Le don d’actions accréditives de minières a explosé dans la dernière décennie au pays. Elles avaient été mises en place pour stimuler la recherche dans des secteurs risqués comme l’industrie minière et pétrolière. En contrepartie, elles permettent de toucher un généreux crédit d’impôt.
SALAIRE DE 235 000 $ ET PLUS
Pour pouvoir tirer profit de cet abri fiscal, il faut toutefois faire partie des contribuables qui gagnent le plus (salaire d’au moins 235 000 $), et donc, qui paient le plus d’impôt.

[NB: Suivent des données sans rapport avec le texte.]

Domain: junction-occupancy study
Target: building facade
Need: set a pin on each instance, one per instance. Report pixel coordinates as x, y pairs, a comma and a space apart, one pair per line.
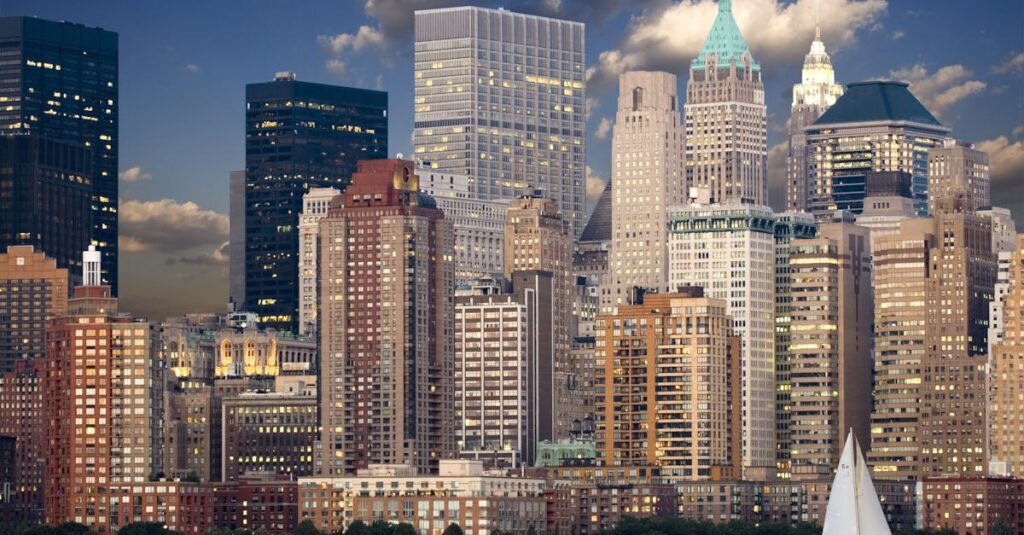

« C’est quelque chose qu’on propose à nos plus grands donateurs », reconnaît Mélissa Brinant qui précise qu’il faut être en mesure d’allonger initialement jusqu’à trois fois la valeur du don pour retirer le maximum du fisc.
La Fondation de l’Institut de cardiologie a refusé de répondre à nos questions. Sa porte-parole nous a plutôt dirigés vers son site web et à des firmes qui jouent le rôle d’intermédiaire pour acheter et revendre les actions des donateurs comme WCPD et PearTree.
Grâce à ces intermédiaires, l’achat et la revente des actions se font en quelques jours à peine. De cette façon, on permet au donateur de bénéficier des avantages fiscaux liés à l’exploration minière sans risquer de perdre de l’argent (voir l’infographie ci-contre).
AU CHU DE QUÉBEC AUSSI
Du côté de la Fondation du CHU de Québec, on fait miroiter un don à un coût réel de 4,5 %.
« Ce coût réel nous vient d’une illustration fournie par les spécialistes en finance qui mettent en place la stratégie pour certains donateurs », dit Nabiha El-Hafi, conseillère aux communications de la fondation.
Elle précise que ce type de dons est accepté depuis 2016, mais qu’il représente seulement une petite fraction de leurs collectes de fonds.